Cropping

WA winter croppers adopt wait and see approach

Neil Lyon, May 13, 2019

WESTERN Australian growers are taking a cautious approach to this year’s winter crop seeding, holding back from dry sowing as subsoil moisture levels remain low and forecasters point to a dry winter.

In the latest crop report from the Grain Industry Association of WA (GIWA), analysts predict the state will plant 8.169 million hectares (Mha) of winter crop this season, made up largely of 4.49Mha of wheat, 1.85Mh of barley and 1.06Mha of oats.

The estimated area is roughly similar to what went in last year.

GIWA Oilseeds Council chair and crop report author, Michael Lamond, said for the majority of the WA grainbelt there had been no useful rain so far this season and very little crop in the ground.

“The lack of sub-soil moisture and opening rains for the majority of the Western Australian grainbelt combined with climate forecasts aligning for a lower than average rainfall this year have resulted in growers making earlier than normal adjustments to their crop areas and seeding programs,” he said.

“There has been a notable reduction in the amount of dry sowing this year. Growers have opted for sowing “cleaner” paddocks first and have held off planting “dirty” paddocks with higher weed seed burdens until it rains.”

Mr Lamond said with climate forecasting models firming up, the outlook was for “an average season at best, more likely below average”.

“The confidence levels of the models are greater as you get into mid-May. The more sophisticated models are starting to come together. Over the last week they are all aligning for a drier and warmer winter,” he said.

“Whilst we could still have a spring out of the box like last year, the winter is definitely looking drier than average. There is a lot of paring back on nitrogen; a lot of the chemical isn’t going in with the pre-emergents.

“The major difference this year is the holding back. Because growers had a reasonably good last year, the profitability side of the equation is not so important, so they are prepared to wait for rain in June rather than sow dry.”

Mr Lamond said the south west and south coast regions were the only areas of the state where conditions had been favourable.

“Where it is good is the West Albany from the Great Southern Highway from Darkan south of Williams, south and west. There is subsoil moisture and the crops are up,” he said.

“The whole South Coast is good as well from Frankland, Mount Barker, Kendenup across to the Stirling Ranges south of Ongerup across to Wellstead. It drops off as you go east from Wellstead and north of the Stirlings.

“That is the only area that is good. Virtually everywhere else is dry with no subsoil moisture.”

Mr Lamond said growers hadn’t pared back their wheat planting area to fallow yet, but it wouldn’t be long before they did.

He said one of the changes this year, particularly in the southern and central areas, was that there would probably be more crop country dropped out to pasture than normal this year.
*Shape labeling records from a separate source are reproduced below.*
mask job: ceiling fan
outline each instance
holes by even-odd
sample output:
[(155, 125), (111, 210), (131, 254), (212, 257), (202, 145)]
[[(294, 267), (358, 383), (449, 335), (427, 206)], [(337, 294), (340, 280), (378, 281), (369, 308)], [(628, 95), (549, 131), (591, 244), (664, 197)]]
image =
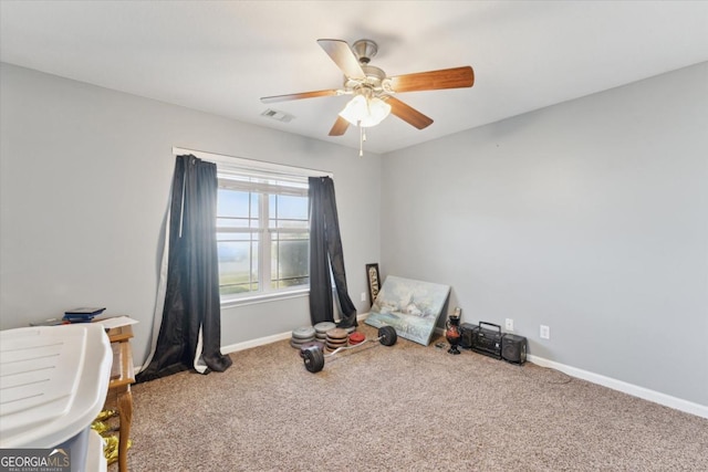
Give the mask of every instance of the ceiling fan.
[(475, 83), (475, 73), (469, 65), (388, 77), (383, 70), (369, 64), (378, 52), (378, 45), (372, 40), (358, 40), (351, 48), (342, 40), (317, 40), (317, 44), (344, 73), (343, 87), (267, 96), (262, 97), (261, 102), (353, 95), (330, 129), (330, 136), (342, 136), (350, 124), (360, 128), (375, 126), (389, 113), (418, 129), (424, 129), (433, 119), (394, 95), (404, 92), (471, 87)]

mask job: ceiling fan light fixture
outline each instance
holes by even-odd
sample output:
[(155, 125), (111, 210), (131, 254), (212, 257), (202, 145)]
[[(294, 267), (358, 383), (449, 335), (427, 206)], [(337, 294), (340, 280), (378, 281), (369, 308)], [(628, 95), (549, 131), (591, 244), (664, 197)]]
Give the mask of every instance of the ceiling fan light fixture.
[(378, 125), (391, 113), (391, 105), (378, 97), (355, 95), (340, 116), (354, 126), (368, 128)]

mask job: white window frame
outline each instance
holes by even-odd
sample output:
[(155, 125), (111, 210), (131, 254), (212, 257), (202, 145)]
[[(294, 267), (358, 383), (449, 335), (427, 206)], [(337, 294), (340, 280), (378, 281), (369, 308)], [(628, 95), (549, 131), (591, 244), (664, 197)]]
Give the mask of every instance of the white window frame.
[[(241, 157), (235, 156), (226, 156), (215, 153), (207, 153), (195, 149), (187, 149), (180, 147), (173, 147), (173, 154), (175, 156), (191, 154), (199, 159), (207, 160), (210, 162), (215, 162), (217, 165), (217, 175), (219, 178), (223, 178), (225, 176), (238, 175), (238, 176), (278, 176), (279, 179), (287, 180), (289, 178), (295, 181), (306, 181), (308, 177), (333, 177), (332, 172), (324, 170), (315, 170), (308, 169), (303, 167), (294, 167), (287, 166), (274, 162), (267, 162), (261, 160), (246, 159)], [(220, 186), (220, 188), (222, 188)], [(268, 186), (264, 186), (263, 190), (268, 192)], [(264, 204), (263, 199), (260, 202), (261, 206)], [(267, 214), (261, 212), (261, 214)], [(268, 224), (268, 223), (267, 223)], [(270, 234), (266, 231), (266, 240), (270, 241)], [(261, 290), (259, 292), (244, 293), (238, 295), (222, 295), (221, 296), (221, 306), (240, 306), (248, 305), (253, 303), (263, 303), (273, 300), (282, 300), (282, 298), (291, 298), (299, 296), (306, 296), (310, 294), (310, 286), (306, 287), (298, 286), (293, 289), (279, 289), (279, 290), (269, 290), (270, 287), (270, 263), (266, 264), (264, 261), (270, 260), (270, 258), (264, 258), (263, 252), (268, 250), (270, 251), (270, 244), (261, 243), (259, 244), (259, 286)]]

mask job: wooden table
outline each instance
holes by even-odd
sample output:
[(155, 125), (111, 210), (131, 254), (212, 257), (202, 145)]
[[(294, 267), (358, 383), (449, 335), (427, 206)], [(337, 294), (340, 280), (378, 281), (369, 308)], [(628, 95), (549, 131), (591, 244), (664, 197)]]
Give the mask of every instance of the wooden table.
[(115, 398), (118, 409), (118, 470), (127, 472), (128, 439), (131, 437), (131, 423), (133, 421), (133, 394), (131, 385), (135, 384), (135, 370), (133, 367), (133, 349), (131, 338), (133, 328), (121, 326), (108, 329), (108, 339), (113, 349), (113, 367), (111, 381), (108, 382), (107, 398)]

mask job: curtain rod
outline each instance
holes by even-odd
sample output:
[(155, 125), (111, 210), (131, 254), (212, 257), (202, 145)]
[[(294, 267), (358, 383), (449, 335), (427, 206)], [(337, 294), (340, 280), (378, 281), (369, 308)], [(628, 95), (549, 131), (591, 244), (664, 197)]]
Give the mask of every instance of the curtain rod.
[(266, 170), (275, 170), (275, 171), (280, 171), (283, 172), (285, 175), (293, 174), (293, 169), (300, 170), (302, 171), (302, 175), (304, 176), (312, 176), (312, 177), (334, 177), (334, 172), (331, 172), (329, 170), (320, 170), (320, 169), (310, 169), (306, 167), (298, 167), (298, 166), (290, 166), (287, 164), (275, 164), (275, 162), (269, 162), (266, 160), (256, 160), (256, 159), (247, 159), (246, 157), (237, 157), (237, 156), (228, 156), (226, 154), (217, 154), (217, 153), (209, 153), (206, 150), (198, 150), (198, 149), (189, 149), (186, 147), (176, 147), (173, 146), (173, 155), (174, 156), (180, 156), (180, 155), (185, 155), (185, 154), (191, 154), (195, 157), (198, 157), (200, 159), (205, 159), (205, 160), (209, 160), (211, 162), (216, 162), (216, 164), (226, 164), (226, 165), (242, 165), (242, 166), (250, 166), (250, 167), (259, 167)]

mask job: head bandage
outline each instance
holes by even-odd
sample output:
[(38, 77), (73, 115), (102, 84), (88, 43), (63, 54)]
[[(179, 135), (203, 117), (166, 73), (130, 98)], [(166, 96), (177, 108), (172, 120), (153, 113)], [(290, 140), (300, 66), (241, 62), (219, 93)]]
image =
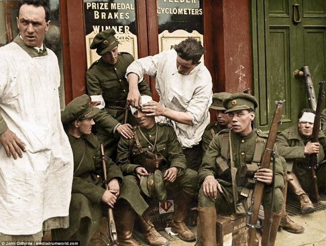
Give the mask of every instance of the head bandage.
[(315, 121), (315, 114), (313, 113), (304, 112), (302, 116), (299, 119), (299, 122), (309, 122), (313, 123)]
[[(153, 101), (153, 98), (152, 97), (147, 96), (146, 95), (143, 95), (141, 97), (142, 100), (142, 105), (143, 106), (143, 104), (147, 103), (148, 102), (150, 102), (151, 101)], [(137, 111), (139, 108), (136, 108), (135, 107), (132, 107), (131, 106), (130, 107), (130, 111), (131, 111), (131, 114), (132, 115), (134, 115), (134, 113)]]

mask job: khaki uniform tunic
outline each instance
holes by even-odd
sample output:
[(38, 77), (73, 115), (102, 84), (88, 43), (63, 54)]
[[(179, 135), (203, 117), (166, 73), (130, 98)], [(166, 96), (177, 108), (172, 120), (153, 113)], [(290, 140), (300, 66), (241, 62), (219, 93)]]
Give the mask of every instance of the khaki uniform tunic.
[[(52, 230), (53, 240), (67, 240), (77, 238), (82, 245), (87, 245), (99, 227), (102, 218), (101, 199), (105, 191), (103, 169), (100, 160), (100, 145), (93, 134), (79, 139), (68, 134), (74, 157), (74, 176), (69, 208), (70, 226), (66, 229)], [(148, 205), (140, 196), (138, 187), (124, 178), (119, 167), (110, 158), (105, 159), (107, 180), (120, 182), (120, 199), (125, 199), (139, 214)]]
[(219, 124), (217, 121), (212, 122), (206, 126), (202, 136), (202, 145), (203, 146), (203, 156), (208, 148), (209, 143), (213, 139), (213, 135), (216, 135), (226, 127)]
[[(166, 187), (168, 190), (173, 192), (178, 192), (182, 189), (188, 193), (195, 194), (198, 182), (197, 173), (191, 169), (186, 169), (185, 158), (173, 128), (168, 125), (161, 123), (157, 123), (156, 125), (158, 127), (158, 131), (155, 148), (167, 161), (162, 162), (159, 169), (162, 171), (163, 174), (166, 170), (173, 167), (178, 168), (180, 170), (173, 183), (165, 182)], [(152, 152), (152, 147), (142, 135), (139, 127), (134, 127), (134, 131), (137, 133), (144, 152), (147, 150)], [(142, 128), (145, 135), (153, 144), (155, 141), (156, 128), (155, 126), (149, 129)], [(129, 141), (121, 138), (118, 146), (117, 164), (124, 175), (134, 175), (134, 170), (137, 167), (145, 167), (145, 154), (140, 152), (135, 141), (134, 140), (133, 141), (130, 160)], [(139, 180), (138, 183), (139, 184)]]
[[(286, 160), (287, 171), (293, 171), (296, 175), (303, 188), (307, 192), (310, 189), (310, 171), (305, 168), (309, 159), (305, 155), (305, 146), (311, 141), (311, 138), (305, 137), (299, 133), (297, 125), (286, 129), (278, 136), (276, 145), (279, 154)], [(318, 142), (320, 144), (317, 155), (318, 162), (324, 159), (326, 149), (326, 136), (319, 131)], [(319, 166), (317, 171), (317, 181), (319, 187), (326, 187), (326, 165)]]
[[(202, 183), (205, 178), (209, 175), (213, 176), (221, 185), (223, 194), (219, 194), (216, 201), (212, 200), (206, 197), (203, 192), (202, 186), (199, 190), (198, 196), (198, 203), (199, 207), (210, 207), (215, 206), (218, 213), (231, 213), (235, 212), (233, 206), (233, 196), (232, 194), (232, 183), (230, 177), (225, 176), (222, 173), (219, 163), (215, 160), (218, 157), (222, 157), (227, 165), (231, 167), (230, 148), (228, 144), (228, 138), (231, 137), (231, 142), (233, 150), (233, 158), (235, 168), (246, 164), (251, 163), (253, 161), (255, 149), (256, 147), (256, 139), (267, 140), (267, 136), (261, 132), (259, 130), (254, 129), (246, 136), (241, 136), (238, 134), (225, 129), (214, 136), (203, 158), (203, 163), (200, 167), (198, 175), (199, 176), (200, 183)], [(226, 138), (227, 141), (224, 141)], [(223, 145), (223, 143), (227, 143), (227, 145)], [(265, 144), (266, 143), (265, 142)], [(223, 148), (226, 148), (225, 151), (226, 156), (224, 156)], [(283, 204), (283, 195), (281, 189), (284, 184), (283, 168), (281, 160), (277, 154), (276, 150), (276, 189), (275, 200), (274, 203), (274, 211), (280, 212), (282, 210)], [(271, 169), (271, 161), (269, 168)], [(265, 185), (264, 188), (263, 197), (263, 204), (265, 208), (270, 208), (271, 206), (271, 191), (273, 185)], [(240, 190), (238, 193), (238, 200), (237, 204), (243, 203), (247, 198), (242, 196)]]
[[(115, 65), (105, 63), (102, 59), (96, 61), (86, 73), (88, 95), (102, 95), (105, 103), (105, 114), (94, 117), (96, 122), (97, 136), (104, 144), (105, 155), (114, 160), (120, 135), (115, 131), (118, 125), (123, 124), (125, 103), (129, 92), (129, 84), (125, 77), (128, 66), (133, 61), (132, 56), (126, 52), (119, 52)], [(151, 96), (150, 90), (145, 79), (138, 84), (141, 94)], [(136, 122), (128, 111), (128, 123)]]

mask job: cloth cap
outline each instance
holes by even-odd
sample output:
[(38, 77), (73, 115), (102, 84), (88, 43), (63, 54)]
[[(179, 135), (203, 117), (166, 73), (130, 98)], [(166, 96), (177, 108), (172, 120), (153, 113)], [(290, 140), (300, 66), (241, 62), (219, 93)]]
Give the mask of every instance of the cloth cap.
[(115, 34), (116, 31), (112, 29), (98, 33), (94, 37), (90, 47), (92, 49), (96, 49), (96, 53), (103, 56), (119, 44), (119, 41), (114, 36)]
[(162, 202), (167, 200), (167, 190), (163, 180), (162, 172), (156, 170), (154, 174), (142, 176), (141, 178), (141, 188), (149, 197)]
[(304, 112), (301, 118), (299, 119), (299, 122), (309, 122), (313, 123), (315, 122), (315, 115), (311, 112)]
[(223, 106), (226, 109), (226, 113), (238, 110), (254, 110), (258, 103), (254, 96), (249, 94), (237, 92), (223, 100)]
[(98, 111), (98, 108), (91, 105), (89, 97), (84, 94), (73, 99), (66, 106), (61, 115), (61, 121), (65, 125), (74, 120), (92, 118)]
[[(151, 96), (147, 96), (147, 95), (143, 95), (141, 97), (142, 100), (142, 104), (147, 103), (148, 102), (150, 102), (151, 101), (153, 101), (153, 98), (152, 98)], [(135, 107), (133, 107), (131, 106), (130, 107), (130, 111), (131, 111), (131, 114), (132, 115), (134, 115), (134, 113), (137, 111), (139, 108), (136, 108)]]
[(213, 102), (209, 107), (216, 110), (225, 110), (222, 102), (223, 100), (227, 98), (231, 95), (231, 93), (228, 92), (214, 93), (213, 94)]

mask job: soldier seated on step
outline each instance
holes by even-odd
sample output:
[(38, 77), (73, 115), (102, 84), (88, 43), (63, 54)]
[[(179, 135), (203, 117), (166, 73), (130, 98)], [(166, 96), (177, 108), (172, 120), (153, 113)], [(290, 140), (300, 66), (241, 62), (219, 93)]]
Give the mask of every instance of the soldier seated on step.
[(202, 136), (203, 156), (214, 136), (224, 129), (231, 127), (230, 117), (228, 114), (225, 113), (226, 110), (222, 104), (223, 100), (231, 95), (231, 93), (227, 92), (220, 92), (213, 94), (213, 102), (209, 108), (215, 111), (216, 121), (211, 123), (206, 126)]
[[(301, 212), (306, 213), (314, 210), (313, 204), (306, 193), (310, 191), (309, 156), (311, 154), (317, 154), (318, 163), (323, 161), (326, 149), (326, 136), (320, 130), (318, 142), (311, 142), (314, 111), (305, 108), (298, 116), (298, 124), (282, 131), (278, 136), (276, 144), (279, 153), (286, 160), (289, 186), (298, 197)], [(319, 166), (316, 175), (318, 189), (324, 192), (326, 187), (326, 165)]]
[[(271, 170), (258, 170), (267, 135), (253, 127), (256, 98), (249, 94), (235, 93), (223, 100), (226, 112), (231, 118), (232, 128), (223, 130), (210, 142), (199, 170), (198, 195), (198, 245), (216, 245), (216, 211), (219, 213), (245, 213), (250, 206), (255, 181), (265, 184), (263, 205), (264, 228), (274, 208), (269, 245), (275, 244), (283, 204), (283, 167), (276, 150), (275, 180)], [(239, 179), (240, 168), (247, 168), (246, 178)], [(237, 172), (237, 170), (238, 172)], [(273, 183), (275, 183), (275, 202), (271, 204)], [(264, 230), (262, 245), (267, 245), (268, 230)]]
[(140, 215), (148, 205), (138, 194), (138, 186), (124, 177), (119, 167), (106, 157), (109, 190), (104, 188), (100, 160), (100, 144), (91, 132), (93, 117), (98, 108), (91, 106), (87, 95), (69, 103), (61, 120), (72, 149), (74, 173), (69, 207), (69, 227), (52, 231), (52, 239), (78, 240), (88, 245), (99, 228), (102, 206), (114, 208), (118, 241), (120, 245), (140, 245), (132, 237), (135, 214)]
[[(143, 104), (152, 100), (148, 96), (142, 96), (141, 100)], [(173, 128), (155, 123), (155, 117), (147, 116), (141, 108), (130, 108), (139, 125), (133, 128), (134, 139), (121, 138), (117, 164), (124, 175), (134, 175), (135, 180), (141, 185), (143, 196), (164, 200), (166, 193), (177, 195), (172, 230), (178, 233), (182, 240), (194, 240), (195, 235), (187, 228), (184, 220), (197, 192), (197, 173), (186, 169), (185, 158)], [(154, 174), (153, 178), (149, 176), (150, 174)], [(146, 212), (138, 218), (150, 244), (168, 243), (155, 230)]]

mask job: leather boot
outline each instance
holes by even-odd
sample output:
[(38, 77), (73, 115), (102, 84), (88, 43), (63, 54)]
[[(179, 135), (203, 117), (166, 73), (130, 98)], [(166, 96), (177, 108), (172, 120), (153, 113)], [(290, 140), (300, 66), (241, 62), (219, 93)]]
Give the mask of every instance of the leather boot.
[(307, 194), (301, 187), (296, 176), (293, 172), (288, 174), (288, 184), (294, 194), (297, 196), (300, 206), (301, 207), (301, 213), (307, 213), (313, 212), (315, 208), (311, 201), (307, 195)]
[(292, 233), (301, 233), (304, 232), (304, 231), (305, 230), (305, 228), (298, 224), (297, 224), (293, 221), (291, 219), (291, 218), (290, 218), (290, 217), (289, 217), (289, 216), (286, 214), (286, 211), (285, 210), (285, 202), (286, 201), (286, 194), (287, 193), (288, 178), (286, 174), (285, 175), (285, 176), (284, 188), (283, 190), (283, 198), (284, 199), (284, 204), (283, 204), (283, 206), (282, 220), (281, 221), (280, 226), (284, 230), (288, 231), (289, 232), (291, 232)]
[(201, 241), (199, 245), (216, 246), (216, 208), (215, 207), (199, 207)]
[(282, 218), (282, 212), (273, 213), (273, 223), (270, 227), (269, 241), (268, 241), (268, 229), (270, 219), (270, 209), (264, 208), (264, 223), (263, 226), (263, 235), (261, 237), (261, 246), (274, 246), (276, 235), (279, 229), (280, 222)]
[(171, 231), (178, 233), (181, 240), (186, 241), (196, 240), (195, 234), (186, 226), (184, 219), (188, 214), (194, 196), (181, 190), (175, 200), (175, 209), (171, 223)]
[(132, 237), (132, 229), (135, 218), (135, 212), (128, 202), (121, 200), (115, 214), (118, 242), (123, 246), (141, 246)]
[(151, 222), (146, 211), (144, 212), (142, 216), (139, 215), (138, 218), (148, 243), (150, 245), (164, 246), (170, 245), (169, 241), (155, 230), (154, 225)]

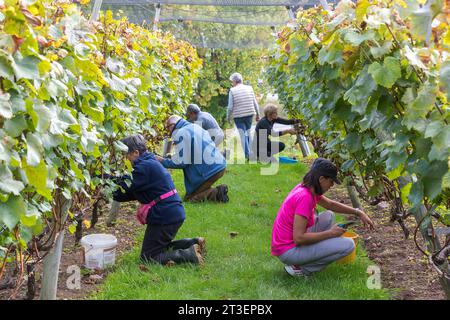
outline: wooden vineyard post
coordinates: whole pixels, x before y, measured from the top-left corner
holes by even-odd
[[[61,262],[61,254],[64,243],[64,225],[67,219],[71,200],[65,199],[60,195],[60,205],[57,209],[57,214],[60,221],[55,225],[59,229],[56,236],[55,245],[50,249],[50,252],[44,258],[42,285],[40,291],[40,300],[56,300],[56,292],[58,289],[59,264]],[[57,202],[57,201],[56,201]]]
[[[356,192],[355,187],[350,183],[347,184],[347,192],[350,200],[352,201],[353,208],[361,208],[361,202],[359,201],[358,193]]]
[[[109,210],[108,220],[106,221],[106,225],[111,227],[117,220],[117,216],[120,210],[120,202],[113,200],[111,202],[111,209]]]

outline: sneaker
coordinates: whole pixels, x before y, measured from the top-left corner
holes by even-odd
[[[195,256],[198,259],[198,264],[203,266],[205,264],[205,260],[203,260],[200,246],[198,244],[194,244],[193,247],[194,247]]]
[[[205,240],[205,238],[199,237],[199,238],[196,238],[196,240],[197,240],[198,246],[200,247],[200,252],[201,252],[202,256],[206,256],[207,251],[206,251],[206,240]]]
[[[217,201],[219,202],[228,202],[228,186],[225,184],[221,184],[217,186]]]
[[[284,266],[284,270],[292,277],[310,277],[310,275],[305,273],[299,266]]]

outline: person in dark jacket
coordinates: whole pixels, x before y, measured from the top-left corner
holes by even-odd
[[[138,220],[147,224],[141,259],[164,265],[203,264],[205,239],[173,241],[186,214],[169,172],[153,153],[147,151],[146,141],[141,135],[129,136],[121,142],[128,147],[126,158],[132,163],[133,171],[132,178],[115,179],[120,189],[113,198],[118,202],[137,200],[141,204]]]
[[[185,201],[228,202],[228,186],[213,187],[225,173],[226,161],[207,131],[179,116],[167,119],[166,130],[172,136],[172,158],[157,157],[165,168],[183,169]]]
[[[268,104],[264,107],[264,117],[258,121],[255,128],[255,136],[252,141],[252,160],[261,160],[263,162],[271,161],[273,155],[283,151],[286,145],[283,142],[273,142],[269,136],[282,136],[285,134],[296,134],[295,129],[287,129],[279,132],[273,131],[275,123],[293,125],[298,120],[283,119],[278,117],[278,108],[274,104]]]

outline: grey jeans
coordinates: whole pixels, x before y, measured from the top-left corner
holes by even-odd
[[[334,224],[334,213],[325,211],[316,217],[314,225],[307,232],[321,232]],[[287,265],[297,265],[306,273],[322,270],[328,264],[349,255],[355,248],[352,239],[338,237],[314,244],[298,246],[283,253],[278,258]]]

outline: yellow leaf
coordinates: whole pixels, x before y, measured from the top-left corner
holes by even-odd
[[[89,220],[83,220],[83,224],[86,227],[86,229],[90,229],[91,228],[91,222]]]
[[[74,234],[76,230],[77,230],[77,226],[76,226],[76,225],[71,224],[71,225],[69,226],[69,232],[70,232],[71,234]]]
[[[426,2],[426,1],[425,1],[425,2]],[[402,6],[403,8],[408,7],[408,5],[406,4],[406,2],[403,1],[403,0],[395,0],[395,3],[398,4],[398,5],[400,5],[400,6]]]
[[[358,1],[356,5],[356,20],[363,21],[364,16],[367,13],[367,8],[370,7],[370,2],[368,0]]]

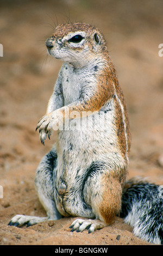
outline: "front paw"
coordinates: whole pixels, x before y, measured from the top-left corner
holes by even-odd
[[[52,120],[49,115],[44,115],[39,121],[36,131],[39,128],[40,138],[41,143],[44,145],[44,142],[48,136],[50,139],[52,134]]]

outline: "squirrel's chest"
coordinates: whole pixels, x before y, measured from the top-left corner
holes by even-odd
[[[83,80],[73,71],[65,72],[62,80],[62,93],[65,106],[79,99]]]

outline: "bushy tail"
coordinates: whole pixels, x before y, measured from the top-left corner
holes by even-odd
[[[122,193],[121,216],[136,236],[163,245],[163,186],[143,180],[128,180]]]

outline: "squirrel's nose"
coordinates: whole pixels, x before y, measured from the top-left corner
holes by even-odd
[[[49,38],[46,40],[45,44],[48,50],[51,50],[53,47],[53,41]]]

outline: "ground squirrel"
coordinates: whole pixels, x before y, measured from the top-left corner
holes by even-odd
[[[64,62],[36,127],[43,144],[53,129],[58,131],[35,177],[47,217],[16,215],[9,224],[72,216],[83,218],[74,221],[71,231],[91,233],[121,214],[136,235],[162,243],[162,187],[136,178],[126,182],[128,117],[102,33],[85,23],[60,25],[46,45],[50,55]]]

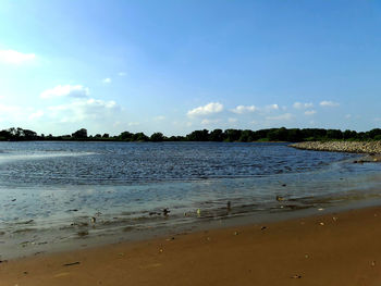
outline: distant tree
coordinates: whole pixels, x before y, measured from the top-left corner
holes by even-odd
[[[86,139],[87,138],[87,129],[81,128],[72,134],[72,137],[75,139]]]
[[[131,132],[122,132],[121,135],[119,135],[119,138],[123,141],[131,141],[134,134]]]
[[[160,132],[153,133],[149,138],[153,142],[161,142],[164,140],[164,135]]]
[[[188,141],[209,141],[209,130],[194,130],[186,136]]]
[[[253,130],[243,130],[238,140],[241,142],[251,142],[254,141],[254,137],[255,135]]]
[[[329,139],[343,139],[343,133],[339,129],[328,129],[327,138]]]
[[[209,140],[210,141],[223,141],[223,132],[222,129],[214,129],[209,134]]]
[[[225,140],[229,142],[238,141],[241,137],[241,133],[242,130],[237,130],[237,129],[226,129],[224,132]]]
[[[133,141],[148,141],[148,137],[143,133],[135,133],[132,137]]]

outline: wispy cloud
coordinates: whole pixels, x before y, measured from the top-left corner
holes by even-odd
[[[202,125],[210,125],[210,124],[216,124],[216,123],[219,123],[220,120],[202,120],[201,121],[201,124]]]
[[[293,107],[294,109],[310,109],[314,107],[314,104],[311,102],[309,103],[295,102]]]
[[[232,109],[232,112],[236,113],[236,114],[243,114],[243,113],[247,113],[247,112],[255,112],[257,111],[258,108],[255,105],[237,105],[235,109]]]
[[[219,102],[210,102],[204,107],[198,107],[187,112],[188,116],[210,115],[223,111],[223,105]]]
[[[270,105],[267,105],[265,109],[267,111],[279,110],[279,105],[278,104],[270,104]]]
[[[28,120],[34,121],[34,120],[42,117],[42,116],[44,116],[44,111],[42,110],[37,110],[36,112],[32,113],[28,116]]]
[[[79,99],[67,104],[48,108],[49,116],[60,122],[83,122],[85,120],[102,120],[113,117],[120,107],[115,101],[103,101],[99,99]]]
[[[163,121],[165,120],[165,116],[164,115],[159,115],[159,116],[156,116],[153,117],[155,121]]]
[[[340,103],[333,102],[333,101],[328,101],[328,100],[323,100],[320,102],[320,107],[324,107],[324,108],[336,108],[339,105],[340,105]]]
[[[284,113],[281,115],[276,115],[276,116],[267,116],[266,120],[268,121],[290,121],[294,119],[294,115],[291,113]]]
[[[34,53],[22,53],[15,50],[0,50],[0,63],[22,64],[36,59]]]
[[[316,110],[306,110],[305,111],[305,115],[307,115],[307,116],[311,116],[311,115],[314,115],[316,113],[317,113]]]
[[[47,89],[41,92],[40,98],[50,99],[59,97],[70,98],[86,98],[89,96],[89,89],[82,85],[58,85],[51,89]]]

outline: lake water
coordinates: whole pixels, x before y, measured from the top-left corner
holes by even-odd
[[[358,157],[286,144],[0,142],[0,259],[376,201],[381,164]]]

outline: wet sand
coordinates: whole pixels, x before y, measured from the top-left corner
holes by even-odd
[[[381,207],[3,261],[0,285],[381,285]]]

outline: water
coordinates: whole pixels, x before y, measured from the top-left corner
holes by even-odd
[[[379,199],[381,165],[355,158],[285,144],[0,142],[0,256]]]

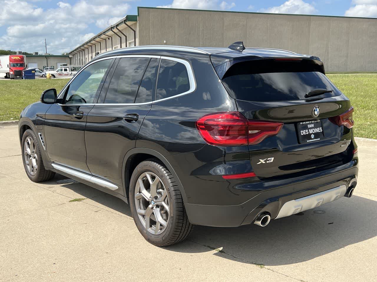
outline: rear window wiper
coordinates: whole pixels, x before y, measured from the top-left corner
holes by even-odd
[[[323,88],[319,88],[317,89],[312,89],[311,90],[310,90],[309,92],[305,94],[305,98],[311,97],[312,96],[320,95],[321,94],[327,93],[328,92],[332,92],[334,90],[325,89]]]

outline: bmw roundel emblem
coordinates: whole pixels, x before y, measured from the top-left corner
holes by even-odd
[[[313,117],[317,117],[319,115],[319,106],[316,106],[313,109]]]

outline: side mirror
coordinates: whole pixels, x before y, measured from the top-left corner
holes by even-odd
[[[44,90],[41,95],[41,102],[44,104],[55,104],[56,99],[56,89],[54,88]]]

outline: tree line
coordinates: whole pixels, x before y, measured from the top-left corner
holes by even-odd
[[[0,49],[0,55],[14,55],[16,54],[16,51],[12,50],[3,50]],[[32,55],[32,53],[28,53],[27,52],[23,52],[23,55]]]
“I think what will happen this year is there will be more ‘grain and graze’ where they graze crops lightly at about the three-leaf stage (then shut them up for grain) because of the profitability of sheep, particularly south of the Great Western Highway, where they have a Merino base with a prime lamb sire. It could be as good as, if not better than, a crop,” he said.

“Whilst there hasn’t been a significant drop in paddocks yet, once we get to about May 25 it will start to really fall away.”

Mr Lamond said in the past month the intended canola area before seeding had reverted to areas similar to 2017, with 1.4Mha of canola production planned.

“This area has been adjusted down and will reduce further if no rain falls over the next two weeks,” he said.

The barley area is projected to be up from 2018, continuing the trend from previous years, due to relative profitability compared to wheat.

The likely barley area, close to 1.9Mha, will be a new record, and in some areas of the state the barley area will exceed the wheat area for the first time in history.

The wheat area could still swing significantly depending on when it rains, as country left out to fallow will mainly be intended for wheat.

There have only been small changes in lupin plantings from 2018 and the oat area is likely to be up slightly.

The pulse area continues to climb slowly with more experimental plantings in the higher rainfall regions of the State.